Like so many beach houses and cottages my family stayed in over the years, it smacked of “summertime easy.”
Kitchens cramped with a table and too many chairs, furniture worn but comfy, bathrooms makeshift-serviceable. But who cares? You rinse off under the outdoor shower and practically live on the porch that’s littered with flip-flops and towels and found shells.
I can vividly remember, at one lake cottage of my youth, jumping out of my nightgown into a swimsuit, throwing down a bowl of cereal and then running outside, down a hill and diving into the water. Every morning.
By today’s parental standards, we kids were practically unsupervised.

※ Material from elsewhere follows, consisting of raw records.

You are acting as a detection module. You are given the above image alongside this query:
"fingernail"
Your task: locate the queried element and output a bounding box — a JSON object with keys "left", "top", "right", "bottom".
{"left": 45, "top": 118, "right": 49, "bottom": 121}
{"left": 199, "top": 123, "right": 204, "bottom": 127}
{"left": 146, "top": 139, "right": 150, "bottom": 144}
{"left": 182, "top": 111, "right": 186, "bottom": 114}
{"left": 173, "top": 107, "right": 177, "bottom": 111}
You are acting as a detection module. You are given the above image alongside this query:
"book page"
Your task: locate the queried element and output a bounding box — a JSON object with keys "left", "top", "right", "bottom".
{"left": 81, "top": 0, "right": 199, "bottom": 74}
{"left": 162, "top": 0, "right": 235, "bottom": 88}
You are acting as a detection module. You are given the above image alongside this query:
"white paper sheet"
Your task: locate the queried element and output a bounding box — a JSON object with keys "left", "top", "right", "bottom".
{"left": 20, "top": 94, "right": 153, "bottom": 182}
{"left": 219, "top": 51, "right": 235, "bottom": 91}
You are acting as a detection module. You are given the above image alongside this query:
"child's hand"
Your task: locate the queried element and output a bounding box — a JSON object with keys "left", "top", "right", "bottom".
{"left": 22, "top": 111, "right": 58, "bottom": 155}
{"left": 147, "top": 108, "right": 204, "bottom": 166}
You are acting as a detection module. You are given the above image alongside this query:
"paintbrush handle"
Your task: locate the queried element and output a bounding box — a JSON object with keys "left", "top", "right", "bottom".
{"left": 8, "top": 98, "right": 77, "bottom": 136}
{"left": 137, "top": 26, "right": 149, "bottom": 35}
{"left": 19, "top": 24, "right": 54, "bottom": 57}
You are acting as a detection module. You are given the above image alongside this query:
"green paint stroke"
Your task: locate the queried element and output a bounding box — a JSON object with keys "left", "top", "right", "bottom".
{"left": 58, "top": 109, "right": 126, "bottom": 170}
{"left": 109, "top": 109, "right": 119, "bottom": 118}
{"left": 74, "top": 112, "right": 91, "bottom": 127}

We produced our own underwater movies, took the boat up the river to go catfish fishing or downstream to the mouth of a huge lake. When we got hungry, we anchored and swam to a snack shack on one of the beaches.
It was Bohemian life at its best. The ultimate cure-all for a long school year of sitting still and listening and fitting in.
At the beach house or cottage I felt free to be entirely me, hair sun-streaked and wild, tanned, creativity oozing from my very pores.
Fellow cottagers, cousins and friends rotated in and out all summer long. We rode bikes to the tennis courts. We had bonfires, dance-offs, board game competitions, fishing rodeos, variety shows and our own secret society with secret names and hush-hush meeting spots.
We went to sleep to the purr of fans and woke to the squawk of blackbirds.
You were paroled from cleaning your room, because there was no point. Blankets and pillows lined the floors to accommodate overnight company.
Summer meals were simple and delicious and messy. You cooked on the grill and treated outdoor ants to kernels from corn on the cob, hot dog and hamburger remnants and the juice from a farmers market watermelon. Hands and faces seemed forever streaked with mustard or a thin film of ice cream, but a good swim took care of it.
We created our own little world and joyously lived in it.
And as the season deepened, we let the intrusive telephone ring off the wall more often than not, resenting anything that reminded us of life outside our summertime play world.
In all my years of people-watching at the beach, I’ve never seen spats or arguments or dog fights. In fact, the only time I’ve witnessed children fussing and crying is when they’re told they have to come inside, or worse, to get ready to return home.
I do have a few vague memories of family trips to visit relatives, exploring historic sites and screaming on rides at amusement parks. But, frankly, they all pale when compared to time spent on the water.
Even as a pre-teen, I secretly felt sorry for my pals who were hyped on the whole Disney vacation fantasy. Their parents filled their heads with visions of Mickey Mouse and Donald Duck and threw all their free time and money into that one fleeting week on the ‘big red boat.’
And then back home they came for the rest of the summer. Done.
When we’d get together before school started, except for a few memorable moments and amusing anecdotes, they never had much to say or rave about. Fun, yes. Life-altering, not so much. Mickey Mouse, nice guy.
I would be thinking about the best ghost story told around the bonfire, the fish my cousin caught and how good it tasted, the corn roast, the sandcastle we built, our magic show, fireworks over the ocean.
These summers of freedom did make it more difficult to re-enter a classroom and sit still, but I hit each new school year refreshed, swimmer toned and with a little more self-confidence than the year before.
After all, how could a nasty remark from a sniveling classmate possibly touch the summer queen of a secret society who starred in her own underwater hit movie?